Check robots.txt for scraping guidelines. Many sites explicitly allow certain scrapers.
Use responsibly
Do:
- Scrape public data for legitimate purposes
- Implement rate limiting even when you can avoid it
- Cache data to minimize requests
- Identify yourself with a contact email when appropriate
Don't:
- Scrape personal or private data without consent
- Overload servers with requests
- Resell scraped data without rights
- Bypass protection on government, healthcare, or financial sites inappropriately
When to use official APIs instead
If a site offers an API, use it. APIs are:
- Faster and more reliable
- Legal and ToS-compliant
- Often free for reasonable usage
Recommended Tools and Resources
Libraries and frameworks
| Tool | Language | Best For |
|---|---|---|
| Nodriver | Python | Maximum stealth browser automation |
| Puppeteer Stealth | Node.js | JavaScript challenge bypass |
| tls_client | Python | TLS fingerprint spoofing |
| curl_cffi | Python | Browser impersonation |
| ghost-cursor | Node.js | Human-like mouse movements |
| fake-useragent | Python | User-Agent rotation |
Proxy providers
For residential proxies, consider providers that offer:
- Large IP pools
- Geographic targeting
- Session control
- Competitive pricing
Conclusion
Reblaze is a sophisticated WAF with multi-layered detection. Bypassing it requires combining multiple techniques.

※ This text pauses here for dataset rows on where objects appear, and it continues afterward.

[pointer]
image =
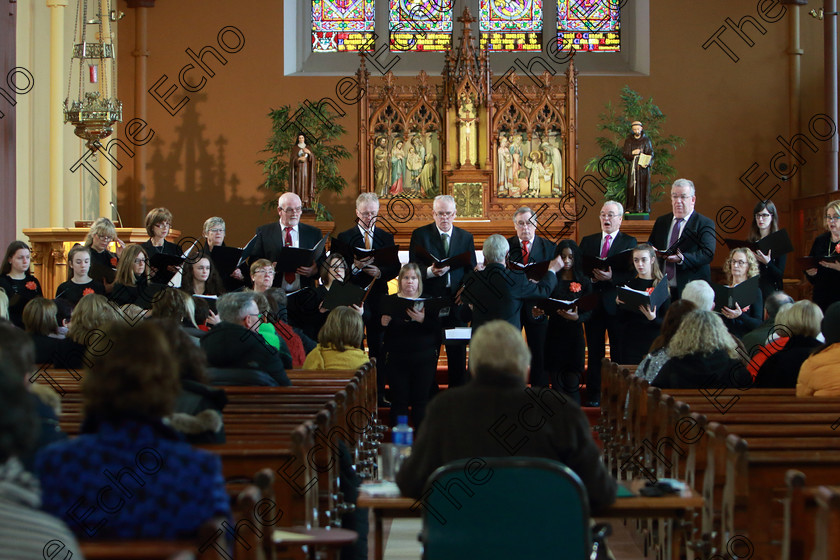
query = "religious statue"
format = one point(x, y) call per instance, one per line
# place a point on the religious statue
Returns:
point(638, 150)
point(468, 148)
point(302, 166)
point(380, 167)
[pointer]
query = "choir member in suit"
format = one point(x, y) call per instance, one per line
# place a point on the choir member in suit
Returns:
point(771, 268)
point(692, 260)
point(80, 283)
point(103, 263)
point(17, 280)
point(826, 277)
point(609, 242)
point(214, 235)
point(442, 239)
point(495, 292)
point(528, 247)
point(566, 349)
point(740, 266)
point(366, 235)
point(287, 232)
point(640, 329)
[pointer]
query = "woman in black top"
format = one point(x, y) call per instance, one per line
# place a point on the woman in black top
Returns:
point(80, 283)
point(410, 346)
point(739, 267)
point(103, 263)
point(18, 282)
point(771, 268)
point(565, 346)
point(640, 327)
point(826, 277)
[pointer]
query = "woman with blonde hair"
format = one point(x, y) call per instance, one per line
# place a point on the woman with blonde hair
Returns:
point(703, 354)
point(739, 267)
point(826, 276)
point(339, 342)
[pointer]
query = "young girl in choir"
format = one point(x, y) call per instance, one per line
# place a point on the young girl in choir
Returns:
point(565, 347)
point(132, 281)
point(15, 278)
point(80, 283)
point(640, 327)
point(740, 266)
point(771, 268)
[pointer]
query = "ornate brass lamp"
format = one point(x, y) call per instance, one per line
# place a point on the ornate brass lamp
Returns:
point(93, 70)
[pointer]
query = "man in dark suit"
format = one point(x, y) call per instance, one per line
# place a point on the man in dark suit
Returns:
point(696, 234)
point(235, 342)
point(287, 232)
point(366, 235)
point(442, 239)
point(527, 247)
point(609, 242)
point(494, 292)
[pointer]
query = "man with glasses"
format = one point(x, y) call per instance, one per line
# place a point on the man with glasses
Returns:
point(527, 247)
point(610, 241)
point(288, 232)
point(442, 239)
point(696, 234)
point(366, 235)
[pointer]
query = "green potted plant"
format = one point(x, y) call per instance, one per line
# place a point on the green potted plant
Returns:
point(321, 132)
point(616, 123)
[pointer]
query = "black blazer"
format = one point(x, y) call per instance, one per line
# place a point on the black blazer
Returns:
point(381, 238)
point(233, 346)
point(591, 245)
point(498, 293)
point(270, 241)
point(698, 255)
point(428, 237)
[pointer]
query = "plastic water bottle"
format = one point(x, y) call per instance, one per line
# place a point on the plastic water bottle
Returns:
point(403, 437)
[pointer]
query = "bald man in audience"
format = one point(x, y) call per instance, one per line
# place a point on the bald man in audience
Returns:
point(488, 411)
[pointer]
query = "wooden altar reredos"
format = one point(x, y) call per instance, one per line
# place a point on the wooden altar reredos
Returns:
point(467, 136)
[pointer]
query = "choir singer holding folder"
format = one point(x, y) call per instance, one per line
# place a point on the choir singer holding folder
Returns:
point(287, 232)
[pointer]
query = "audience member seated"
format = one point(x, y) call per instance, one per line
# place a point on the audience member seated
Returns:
point(235, 343)
point(39, 320)
point(132, 283)
point(91, 314)
point(166, 488)
point(757, 337)
point(198, 409)
point(103, 263)
point(658, 354)
point(703, 354)
point(819, 375)
point(339, 342)
point(25, 530)
point(800, 322)
point(499, 361)
point(739, 267)
point(80, 283)
point(700, 293)
point(17, 280)
point(18, 352)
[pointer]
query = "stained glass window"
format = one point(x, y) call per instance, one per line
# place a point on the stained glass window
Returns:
point(418, 25)
point(342, 25)
point(589, 25)
point(510, 25)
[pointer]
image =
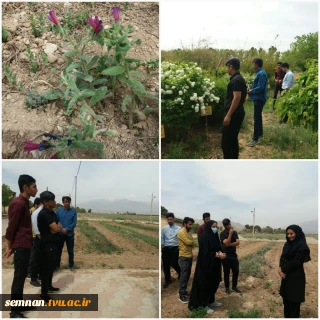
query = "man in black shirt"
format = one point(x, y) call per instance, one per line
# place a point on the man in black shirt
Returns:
point(229, 241)
point(49, 227)
point(234, 111)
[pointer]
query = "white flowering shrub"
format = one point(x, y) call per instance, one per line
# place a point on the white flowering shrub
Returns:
point(185, 92)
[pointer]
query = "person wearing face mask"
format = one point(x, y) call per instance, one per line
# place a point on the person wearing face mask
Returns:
point(207, 276)
point(230, 240)
point(186, 243)
point(293, 280)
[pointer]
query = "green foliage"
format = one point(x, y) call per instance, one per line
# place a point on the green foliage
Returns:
point(97, 242)
point(4, 34)
point(34, 67)
point(300, 104)
point(252, 313)
point(7, 196)
point(12, 78)
point(37, 24)
point(305, 47)
point(185, 91)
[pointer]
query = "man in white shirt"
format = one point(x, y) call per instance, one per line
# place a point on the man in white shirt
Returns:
point(35, 257)
point(288, 79)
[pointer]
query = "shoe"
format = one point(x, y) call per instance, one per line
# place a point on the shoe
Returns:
point(183, 299)
point(35, 283)
point(45, 297)
point(235, 289)
point(26, 309)
point(252, 143)
point(53, 289)
point(215, 304)
point(15, 314)
point(208, 310)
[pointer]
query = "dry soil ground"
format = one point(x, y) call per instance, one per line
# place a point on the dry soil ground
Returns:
point(254, 291)
point(19, 124)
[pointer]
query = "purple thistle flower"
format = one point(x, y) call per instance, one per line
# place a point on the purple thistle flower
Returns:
point(53, 18)
point(96, 24)
point(116, 14)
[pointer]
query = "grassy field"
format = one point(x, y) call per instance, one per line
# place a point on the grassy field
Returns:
point(114, 216)
point(281, 141)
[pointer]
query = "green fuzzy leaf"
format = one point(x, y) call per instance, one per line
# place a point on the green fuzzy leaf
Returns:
point(114, 71)
point(99, 95)
point(125, 102)
point(137, 74)
point(92, 62)
point(52, 94)
point(136, 85)
point(100, 81)
point(73, 66)
point(83, 76)
point(70, 53)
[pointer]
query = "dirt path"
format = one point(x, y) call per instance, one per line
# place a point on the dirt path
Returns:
point(19, 124)
point(255, 291)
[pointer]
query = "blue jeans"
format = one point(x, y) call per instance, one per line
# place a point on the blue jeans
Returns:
point(257, 118)
point(70, 245)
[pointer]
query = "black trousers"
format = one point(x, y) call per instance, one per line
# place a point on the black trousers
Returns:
point(229, 142)
point(20, 262)
point(170, 257)
point(49, 252)
point(35, 259)
point(230, 264)
point(291, 309)
point(185, 267)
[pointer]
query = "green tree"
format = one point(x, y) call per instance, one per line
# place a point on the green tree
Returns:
point(7, 196)
point(305, 47)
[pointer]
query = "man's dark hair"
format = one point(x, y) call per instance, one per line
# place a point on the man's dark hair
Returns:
point(226, 222)
point(47, 196)
point(186, 220)
point(206, 215)
point(25, 180)
point(258, 62)
point(234, 62)
point(67, 198)
point(170, 215)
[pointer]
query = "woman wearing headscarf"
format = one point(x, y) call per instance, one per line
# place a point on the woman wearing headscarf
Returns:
point(207, 276)
point(295, 253)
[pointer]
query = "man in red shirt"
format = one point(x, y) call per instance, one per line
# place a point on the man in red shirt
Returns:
point(19, 239)
point(278, 77)
point(206, 219)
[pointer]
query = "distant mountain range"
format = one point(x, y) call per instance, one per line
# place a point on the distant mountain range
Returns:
point(123, 205)
point(309, 226)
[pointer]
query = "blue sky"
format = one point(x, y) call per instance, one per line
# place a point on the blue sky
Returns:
point(236, 25)
point(109, 180)
point(283, 192)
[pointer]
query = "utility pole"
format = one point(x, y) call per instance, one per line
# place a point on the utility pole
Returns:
point(254, 217)
point(152, 197)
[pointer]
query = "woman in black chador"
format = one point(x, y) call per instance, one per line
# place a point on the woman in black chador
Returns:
point(207, 275)
point(293, 284)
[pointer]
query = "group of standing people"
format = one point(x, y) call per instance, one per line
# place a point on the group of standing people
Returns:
point(216, 252)
point(237, 92)
point(37, 240)
point(177, 244)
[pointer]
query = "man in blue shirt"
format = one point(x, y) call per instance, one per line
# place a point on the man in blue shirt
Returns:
point(258, 94)
point(68, 218)
point(170, 249)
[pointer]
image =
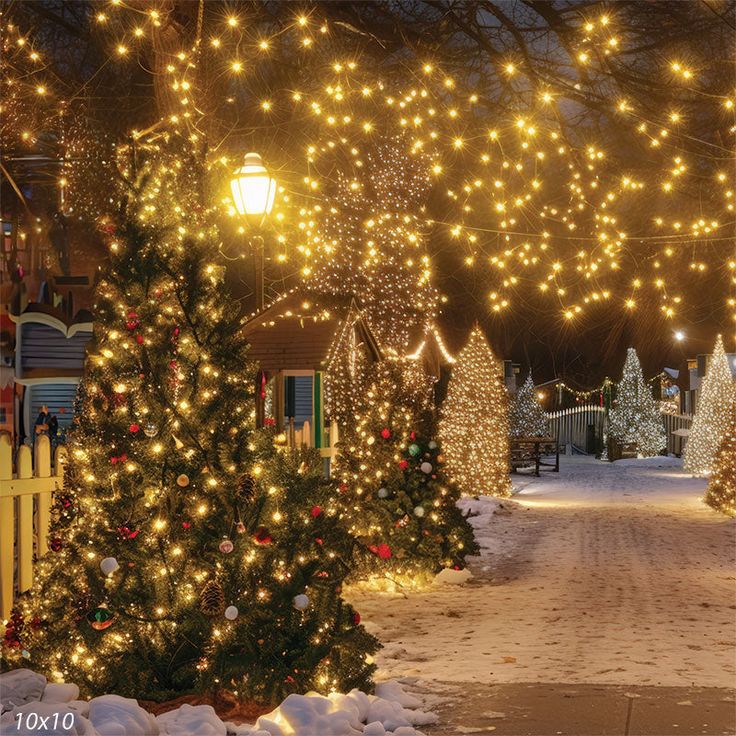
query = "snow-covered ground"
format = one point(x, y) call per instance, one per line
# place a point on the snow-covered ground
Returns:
point(604, 573)
point(32, 706)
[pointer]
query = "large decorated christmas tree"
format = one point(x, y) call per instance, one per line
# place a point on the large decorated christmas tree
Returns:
point(190, 552)
point(712, 412)
point(394, 494)
point(526, 415)
point(474, 424)
point(636, 419)
point(721, 493)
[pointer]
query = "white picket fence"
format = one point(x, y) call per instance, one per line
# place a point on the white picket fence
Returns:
point(25, 512)
point(674, 423)
point(570, 426)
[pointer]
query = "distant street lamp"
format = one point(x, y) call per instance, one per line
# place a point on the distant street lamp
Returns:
point(254, 190)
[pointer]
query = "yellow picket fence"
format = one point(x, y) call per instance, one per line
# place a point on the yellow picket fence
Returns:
point(25, 512)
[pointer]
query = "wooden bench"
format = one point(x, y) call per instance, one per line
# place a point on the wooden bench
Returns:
point(530, 452)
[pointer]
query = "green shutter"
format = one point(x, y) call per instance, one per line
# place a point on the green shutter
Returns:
point(318, 414)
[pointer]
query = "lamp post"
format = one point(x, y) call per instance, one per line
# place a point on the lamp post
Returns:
point(253, 191)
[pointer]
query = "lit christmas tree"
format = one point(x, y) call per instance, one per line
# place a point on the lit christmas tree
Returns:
point(474, 425)
point(526, 415)
point(395, 496)
point(369, 242)
point(192, 554)
point(636, 419)
point(715, 403)
point(721, 493)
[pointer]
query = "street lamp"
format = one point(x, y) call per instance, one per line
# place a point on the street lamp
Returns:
point(254, 190)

Start simple: Headers + residential proxies work for many sites.
Escalate when needed: Add Nodriver or Puppeteer Stealth for JavaScript challenges.
Go advanced sparingly: Behavioral emulation is powerful but slow—save it for tough targets.
Quick reference
| Protection Level | Solution Stack |
|---|---|
| Light (ACL only) | Headers + Proxies |
| Medium (JS challenges) | Nodriver + Proxies |
| Heavy (Biometric) | Nodriver + Behavioral + Proxies |
The key is starting with the simplest effective method and escalating only when necessary.